What I remembered: That hosting costs were tiny and Wikimedia foundation had enough already saved up to operate for over a hundred years without raising any more.
What I saw: That if that was true, it isn’t any longer. It’s managed growth.
I don’t think they are at any risk of financial collapse, but they are cutting their cloth to suit their income. That’s normal in business, including charities. If you stop raising money, you stagnate. You find things to spend that money on that are within the charity’s existing aims.
Some highlights from 2024: $106million in wages. 26m in awards and grants. 6m in “travel and conferences”. Those last two look like optional spends to me, but may be rewards to the volunteer editors. The first seems high, but this is only a light skim
Net assets at EOY = $271 million. Hosting costs per year are $3million. It’s doing okay.
If you’re curious; https://wikimediafoundation.org/about/financial-reports/
Yep. Just like for-profit companies, having a diverse range of revenue streams is necessary for securing the financial health of the organization. While Wikipedia receives significant donations from companies like Google and Microsoft, it is essential to also solicit contributions from individuals to ensure that their income is not overly reliant on a single source. Just like in for-profits, Wikimedia likely determines the percentages of income from various sources needed to maintain this diversity. This concept seems particularly important for Wikipedia given its mission to provide unbiased information.
On another note, I’ve seen your same “100 years” notion mentioned a few times on this post. I can’t imagine that everyone who’s saying it independently had the idea to analyze their financial statements and calculate projections over 100 years. Is this an article you’re quoting? Just curious.
Thanks for the link! Yeah, $3M for hosting out of their massive budget is what I was talking about - Wikipedia could lose 90% of their cashflow and not be in any danger of going offline. I don’t see how to estimate how much of that “salaries” part is related to Wikipedia rather to their other business. But even taking the most optimistic possible reading, I think it’s still true that the marginal value of donations to Wikimedia foundations will not be in support of Wikipedia’s existence or even in improvements to it, but in them doing more unrelated charity.
(If you want to donate specifically to charities that spread knowledge, then donating to Wikipedia makes more sense, though then in my opinion you should consider supporting the Internet Archive, which has ~8 times less revenue, and just this year was sued for copyright infringement this year and spent a while being DDOSed into nonfunctionality - that’s a lot of actually good reasons to need more money!).
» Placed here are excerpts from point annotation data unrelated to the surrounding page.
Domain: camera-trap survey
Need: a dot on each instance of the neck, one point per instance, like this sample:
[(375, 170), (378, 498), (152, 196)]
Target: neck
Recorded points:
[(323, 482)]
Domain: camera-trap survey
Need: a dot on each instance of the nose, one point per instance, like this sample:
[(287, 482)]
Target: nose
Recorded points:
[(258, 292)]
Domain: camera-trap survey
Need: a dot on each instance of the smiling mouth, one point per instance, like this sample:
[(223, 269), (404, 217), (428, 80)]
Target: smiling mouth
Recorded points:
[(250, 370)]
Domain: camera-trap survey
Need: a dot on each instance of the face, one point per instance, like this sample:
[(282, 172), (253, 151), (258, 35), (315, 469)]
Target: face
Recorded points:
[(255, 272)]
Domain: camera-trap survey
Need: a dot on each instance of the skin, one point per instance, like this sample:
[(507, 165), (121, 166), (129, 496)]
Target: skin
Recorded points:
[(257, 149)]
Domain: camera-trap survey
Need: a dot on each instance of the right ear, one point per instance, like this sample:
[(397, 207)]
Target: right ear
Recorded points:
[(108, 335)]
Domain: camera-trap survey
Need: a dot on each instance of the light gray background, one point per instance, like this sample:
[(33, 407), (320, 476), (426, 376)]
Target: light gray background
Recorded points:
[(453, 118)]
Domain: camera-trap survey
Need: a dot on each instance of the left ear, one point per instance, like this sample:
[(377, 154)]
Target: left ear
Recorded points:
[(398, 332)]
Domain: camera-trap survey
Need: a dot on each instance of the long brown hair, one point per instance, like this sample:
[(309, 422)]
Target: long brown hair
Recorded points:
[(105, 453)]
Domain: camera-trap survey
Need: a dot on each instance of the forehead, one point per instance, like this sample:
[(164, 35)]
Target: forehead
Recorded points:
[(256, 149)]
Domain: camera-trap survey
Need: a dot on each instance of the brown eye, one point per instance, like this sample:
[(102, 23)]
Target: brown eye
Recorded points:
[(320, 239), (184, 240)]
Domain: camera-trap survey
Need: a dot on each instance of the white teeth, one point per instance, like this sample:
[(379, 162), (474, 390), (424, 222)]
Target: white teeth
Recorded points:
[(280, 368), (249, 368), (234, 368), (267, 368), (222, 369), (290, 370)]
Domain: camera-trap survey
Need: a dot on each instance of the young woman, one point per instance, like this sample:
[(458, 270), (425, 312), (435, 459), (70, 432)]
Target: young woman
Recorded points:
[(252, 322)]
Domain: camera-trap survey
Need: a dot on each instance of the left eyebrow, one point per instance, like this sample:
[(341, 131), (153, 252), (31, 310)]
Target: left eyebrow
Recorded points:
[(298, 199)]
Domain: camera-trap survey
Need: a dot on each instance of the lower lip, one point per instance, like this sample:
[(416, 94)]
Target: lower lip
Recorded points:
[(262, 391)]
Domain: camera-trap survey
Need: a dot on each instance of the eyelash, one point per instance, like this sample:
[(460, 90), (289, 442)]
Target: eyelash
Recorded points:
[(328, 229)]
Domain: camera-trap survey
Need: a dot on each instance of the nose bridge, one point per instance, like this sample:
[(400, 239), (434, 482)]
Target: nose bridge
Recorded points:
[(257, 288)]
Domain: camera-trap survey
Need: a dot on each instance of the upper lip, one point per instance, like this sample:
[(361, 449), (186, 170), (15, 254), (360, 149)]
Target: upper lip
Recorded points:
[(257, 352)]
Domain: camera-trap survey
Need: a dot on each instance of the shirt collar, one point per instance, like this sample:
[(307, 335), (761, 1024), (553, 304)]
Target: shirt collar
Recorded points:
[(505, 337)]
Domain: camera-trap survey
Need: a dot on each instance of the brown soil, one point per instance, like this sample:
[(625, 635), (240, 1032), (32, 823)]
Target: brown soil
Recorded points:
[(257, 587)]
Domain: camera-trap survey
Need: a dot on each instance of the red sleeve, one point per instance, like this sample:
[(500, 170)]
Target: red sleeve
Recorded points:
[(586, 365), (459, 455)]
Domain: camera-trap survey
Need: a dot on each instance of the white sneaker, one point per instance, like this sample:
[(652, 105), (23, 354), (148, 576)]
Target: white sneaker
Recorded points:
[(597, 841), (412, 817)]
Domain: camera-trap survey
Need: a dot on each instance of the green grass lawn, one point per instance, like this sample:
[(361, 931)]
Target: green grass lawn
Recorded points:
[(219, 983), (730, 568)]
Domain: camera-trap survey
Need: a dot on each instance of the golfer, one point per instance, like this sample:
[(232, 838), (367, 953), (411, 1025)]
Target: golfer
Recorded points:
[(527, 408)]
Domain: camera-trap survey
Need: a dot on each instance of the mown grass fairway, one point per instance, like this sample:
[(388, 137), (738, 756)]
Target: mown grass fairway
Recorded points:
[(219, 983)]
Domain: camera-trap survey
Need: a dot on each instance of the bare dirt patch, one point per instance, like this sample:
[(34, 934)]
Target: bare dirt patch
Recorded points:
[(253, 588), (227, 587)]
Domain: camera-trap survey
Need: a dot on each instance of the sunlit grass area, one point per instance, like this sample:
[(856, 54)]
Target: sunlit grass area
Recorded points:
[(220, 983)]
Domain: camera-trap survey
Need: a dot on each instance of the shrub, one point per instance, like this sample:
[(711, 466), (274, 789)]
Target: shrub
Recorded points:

Great points and thank you for the shoutout for Internet Archive. I just made my first donation.
Is it your impression that paying the people who work for you is optional for a technology company?
The salaries mostly are in the $100k-350k range, maybe up to $500-700k in the C suite. They’re perfectly reasonable by the standards of a San Francisco tech company that operates at the scale that Wikipedia does. The full list of exact salaries and recipients is listed in their form 990 filings if you want to read them for yourself.
Edit: Phrasing
What a bad-faith argument. You seem willfully obtuse towards any data presented to you and unnecessarily hostile in all of your comments. I took a look at the most recent 990 form you reference, and it lists compensation for a mere 13 individuals, with a total compensation just over $4-million in sum. This is in no way counter-evidence that spending (ultimately due to the decisions of these executives) is at runaway levels. Salaries and wages have increased 22% compounding year-over-year for the last four years on average. This is a 120% increase in only four years (from $46,146,897 to $101,305,706).
These trends have been continuously called out for almost a decade now, but this exponential growth continues nonetheless. All while expenses for core responsibilities remain flat. Wikipedia should be setup to succeeded indefinitely at this point if it weren’t for these decisions.
I’m just going to let that little exchange stand on its own.
Hm, you’re right. I had looked at some kind of summary that listed people for every year, and somehow thought that it was breaking down salaries for everyone, but it’s only the top people.
Let’s look a different way. https://foundation.wikimedia.org/w/index.php?title=File%3AWikimedia_Foundation_2021_Form_990.pdf&page=9 says that there are 233 people who earn more than $100k (so basically, full-time people in a white-collar role). So if you make a ballpark estimate that for each one of those people, there’s one other person doing janitorial work or similar that makes average $50k/yr, and average out the $88M they spent on salary in 2022 over all those 466 people, you get $327k per year for the white collar people. Presumably there’s also some amount on part-time work, or grants, or something like that. But the point is, it’s not that there is some absurd amount of money going missing. It’s just that they employ a few hundred people and pay SF-tech-company salaries.
Didn’t you just get super offended that I pointed out that paying the people who work for you is, in fact, a “core reponsibility”, and so this argument doesn’t make sense?
I’m happy with Wikipedia paying their people. If there was one person making $5M per year, then I’d be fine with that, even though there isn’t. If there was one person making $50M per year, maybe I’d have some questions, but nothing like that is happening.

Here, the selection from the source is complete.